Russia no longer using Crimea’s Kerch Bridge to supply troops in Ukraine, satellite images show
Russia is relying far more on overland routes in annexed eastern Ukraine to supply its military than on Crimea’s Kerch Bridge, which Ukraine has repeatedly targeted since the war began, new satellite images show.
The bridge, which Russia built after annexing Crimea in 2014, is seeing almost “zero traffic” and may therefore no longer represent an effective military target for Ukraine’s ammunition-strapped troops, according to analysts at Molfar, Ukraine’s biggest private open-source intelligence, or OSINT, agency.
Satellite images taken by Maxar, which have been analysed by Molfar, show almost no military freight trains have used the bridge’s rail line in over three months. In that period, just a single Russian freight train, carrying around 55 fuel cars, was seen crossing the bridge, on February 29.
There was no movement involving Russian military assets on the bridge at all in March or April, according to Molfar. The OSINT agency, based in Dnipro in Ukraine, used a combination of Maxar’s images, railcar counts and cargo identification for its analysis.
Russia’s use of the bridge has gone down significantly since Ukraine attacked it with explosive sea drones on July 17, 2023, and blew up a section of the road and the rail line, the analysis noted.
After the attack, which killed a couple and injured their daughter, Ukrainian president Volodymyr Zelensky called the Kerch Bridge a “legitimate military target”, claiming that, by connecting Russia to Crimea, it was “bringing war, not peace” and had to be neutralised.
“This is the route used to feed the war with ammunition and this is being done on a daily basis,” he said. “And it militarises the Crimean peninsula.”
Ukraine had earlier attacked the bridge, which spans 19km, by detonating an explosives-laden truck on it. That attack, in October 2022, killed four people.
In August 2023, Kyiv fired three missiles aimed at bringing down the bridge but they were intercepted by Russia.
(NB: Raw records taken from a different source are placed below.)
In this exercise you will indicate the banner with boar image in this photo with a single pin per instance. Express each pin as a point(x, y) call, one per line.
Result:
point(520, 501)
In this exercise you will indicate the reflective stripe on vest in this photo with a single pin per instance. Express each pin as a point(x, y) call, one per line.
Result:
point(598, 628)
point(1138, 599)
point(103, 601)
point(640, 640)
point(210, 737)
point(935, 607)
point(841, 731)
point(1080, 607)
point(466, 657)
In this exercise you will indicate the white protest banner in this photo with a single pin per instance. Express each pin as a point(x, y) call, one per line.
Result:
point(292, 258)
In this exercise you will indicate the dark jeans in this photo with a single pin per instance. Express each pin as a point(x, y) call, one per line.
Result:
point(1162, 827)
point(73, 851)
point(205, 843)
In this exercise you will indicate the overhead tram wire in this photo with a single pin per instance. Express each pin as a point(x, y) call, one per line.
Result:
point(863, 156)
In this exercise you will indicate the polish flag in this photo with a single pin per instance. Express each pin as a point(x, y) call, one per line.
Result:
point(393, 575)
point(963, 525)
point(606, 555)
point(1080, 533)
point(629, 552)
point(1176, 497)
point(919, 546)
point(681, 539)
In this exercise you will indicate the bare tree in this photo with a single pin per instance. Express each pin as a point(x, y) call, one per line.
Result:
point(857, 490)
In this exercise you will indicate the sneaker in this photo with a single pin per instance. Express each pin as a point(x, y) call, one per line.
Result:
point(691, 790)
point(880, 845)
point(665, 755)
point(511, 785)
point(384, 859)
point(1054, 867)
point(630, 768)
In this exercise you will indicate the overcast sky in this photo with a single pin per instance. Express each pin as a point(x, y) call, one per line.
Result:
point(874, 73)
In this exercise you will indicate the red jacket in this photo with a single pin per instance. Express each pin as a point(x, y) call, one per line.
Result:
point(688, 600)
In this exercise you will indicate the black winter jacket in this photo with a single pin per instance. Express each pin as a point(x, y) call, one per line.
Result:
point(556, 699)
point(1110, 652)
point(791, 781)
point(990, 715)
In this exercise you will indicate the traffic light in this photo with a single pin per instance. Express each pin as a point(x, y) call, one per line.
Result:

The closure of the bridge at the beginning of this year mirrors the aftermath of last year’s attack, with satellite images showing there was no major train movement on it in July or August.
Before the July 17 attack, Russia was operating more than 40 trains carrying weapons across the bridge every day, according to Vasyl Maliuk, head of Ukraine’s security service.
Traffic is now down to just four passenger trains and a single general goods freight train a day, said Mr Maliuk.